No creo que esa haya sido la razón del cambio, además conozco a Luis Bates, que primero que nada y ante todas las cosas, es un abogado, y nadie que lo sea y que se gane la vida en el foro, va a intentar presionar al Poder Judicial, además porque no tiene ningún destino... Yo creo que la presencia de Bates ayuda porque es mucho mejor abogado, o sea, es un penalista de gran prestigio, y por lo tanto, yo creo que él va poder aconsejar al Gobierno, desde el punto de vista de la estrategia judicial, de los escenarios posibles...

Pero un buen abogado se puede contratar, un buen político resuelve determinadas situaciones, ¿El Gobierno requería un buen abogado o un buen político?

El Gobierno requería las dos cosas, yo creo que el cambio en Justicia, es un buen cambio. No fue acompañado probablemente de modificaciones en otras áreas donde también debieron haberse implementado. Pero por sobre todas las cosas, yo creo que la Concertación requiere un cambio de actitud, o sea, lo que le falta y le ha faltado y la opinión pública lo percibe, es demostrar genuina indignación moral por lo hechos de corrupción. Gate para mí es un caso emblemático, en el cual la Concertación no demostró indignación moral, y al contrario, el ministro de Hacienda llegó directamente desde el aeropuerto a Capuchinos, a manifestar su apoyo irrestricto a Carlos Cruz, y detrás fueron prácticamente todos los funcionarios del Estado.

Se asumió que era un sistema, práctico y necesario para la marcha del Estado, más que un acto de corrupción.

Justamente eso es parte del problema. Cuando se trata de contextualizar las cosas de una manera de bajarles el perfil, por ejemplo cuando se dice, el caso de las coimas es porque el financiamiento de la política es oscuro; Gate es porque el Estado no es lo suficientemente moderno; Inverlink es porque la economía neoliberal y la sociedad son carentes de valores. Puede que haya elementos veraces en cada una de estas afirmaciones, pero ese no es el problema. El caso de las coimas, es porque hay personas que actúan de manera deshonesta; el caso Gate es porque hubo prácticas reñidas con las normas del derecho y la Constitución, o sea, nadie puede echarle la culpa a la falta de modernización del Estado que se le entregue un contrato millonario a una empresa de papel, cuyo dueño es miembro del comité central de un partido político de Gobierno, o que para hacer la limpieza del MOP se cree, en forma ad hoc, una empresa como Servilily, que no existía, o que se le exija aportes en dinero a empresas que viven del MOP, presuntamente para financiar al propio Ministerio, en contradicción con todas las normas legales y constitucionales. Entonces, qué ha hecho la Concertación al inicio, no vemos un cambio de actitud: intentó explicar, intentó justificar, intentó contextualizar, y por eso digo, si nosotros, cuando la denuncia de Gate se hizo originalmente hace dos años y medio, hubiésemos tomado las medidas muchas de estas cosas no habrían sucedido.
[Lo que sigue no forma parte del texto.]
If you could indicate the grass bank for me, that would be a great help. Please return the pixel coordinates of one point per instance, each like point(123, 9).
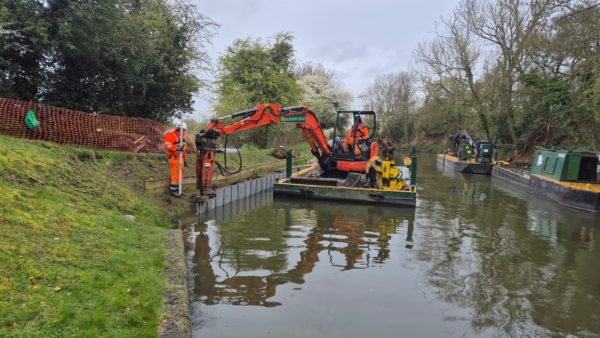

Pero usted lo está diciendo como abogado exitoso, desde una posición de analista, un poco al margen de la política. Pero también fue presidente del PPD y vio todas esas necesidades económicas...

Cuando yo fui presidente de la Cámara de Diputados di una entrevista donde dije que todos los parlamentarios pasaban el platillo a los empresarios, y en aquella ocasión fui objeto de lo que se denominó una censura extraparlamentaria, por parte, particularmente de la DC, porque estimaron que mis dichos eran injuriosos para la clase política, en circunstancias que reflejaban una realidad. Este es un problema que ha estado presente desde hace mucho tiempo, y lo asumo autocríticamente, no me estoy poniendo en la situación de un moralista que está dictando cátedra. Soy parte de la Concertación, y asumo la cuota de responsabilidad que me cabe, participé en la comisión de ética pública que nominó Frei en el año 94, y le entregamos un informe, con bombos y platillos, ahí están todas las ideas para haber tomado medidas hace diez años, y sin embargo no hubo voluntad.

¿No hubo voluntad en la Concertación o no se contaba con los votos de la derecha?

No hubo voluntad en la Concertación.

Y ¿por qué?... sabiendo que era tan necesario...

Porque el dictar normas como las que estaban contenidas en ese informe, obligaba a modificar prácticas, con las cuales todos los sectores políticos convivían de manera bastante amigable. Por ejemplo, es mentira que los empresarios financian solamente a la derecha, también financian a la Concertación, y como señalé en esa entrevista, le dan por igual a unos y a otros. Ahora, nunca hubo voluntad política verdadera por parte de la Concertación, de legislar adecuadamente en materia de conflictos de intereses.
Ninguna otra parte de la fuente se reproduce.